In a real openstack deployment, the order with which resources are deleted is not very strict.

There are in OpenStack, really only two different cases when deleting a project:
1) The project has no dependent (child) resource,
2) The project has dependent (child) resources

We, in both prod and dev environments, always end up, and especially after running openstack-rally load tests, with a cfgdb that is massively out of sync with the openstack database.
This eventually leads to complete contrail meltdown due to what appears to be contrail-svc-monitor timeouts (too long list of objects to delete - which it fails to do), and the follow-on effects which brings down the API server and a world of pain ensues.

The example above was with a project but is actually generic; there are several cases where contrail's vnc code fails to properly sync (delete) from openstack->contrail, due to stale children object links. I haven't mapped them all out yet.

In VNC ( contrail-controller/src/config/vnc_openstack/vnc_openstack/__init__.py) there is both the sync/resync code and e.g. pre_*_delete, such as pre_project_delete, as well as in the API server (contrail-controller/src/config/api-server/vnc_cfg_api_server.py), e.g. the http_resource_delete function.

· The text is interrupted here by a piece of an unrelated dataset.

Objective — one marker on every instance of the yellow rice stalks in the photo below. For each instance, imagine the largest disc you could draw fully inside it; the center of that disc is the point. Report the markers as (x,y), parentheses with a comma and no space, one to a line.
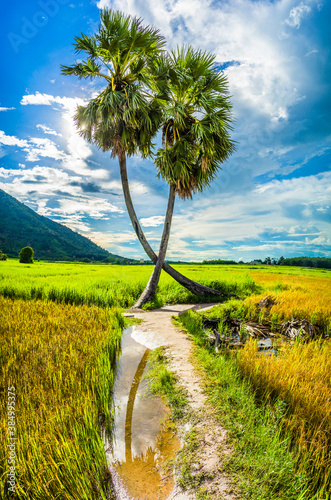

I believe for example in API server, the method http_resource_delete, should check for stale hrefs, i.e. under https://github.com/Juniper/contrail-controller/blob/30568809ae3e8fe61d50ffed90e49bcae6e03962/src/config/api-server/vnc_cfg_api_server.py#L915
I have for example a situation now with projects that won't be deleted due to two children links, a virtual-network and a virtual-machine-interface, both of which does not actually exist.

I see two solutions (both probably worth pursuing):
1) Backrefs should be pruned when an object is deleted, i.e. when those child objects were actually deleted (there's necessarily at least some code path that doesn't do this),
2) http_resource_delete should check that children objects actually exist, not just that there is an outbound HREF to them.

There's a third one, but I'm not as sure about this one as it is a band-aid rather than proper fix to data model cleanliness:
3) Extend pre_*_delete with more deletes on child objects, where appropriate.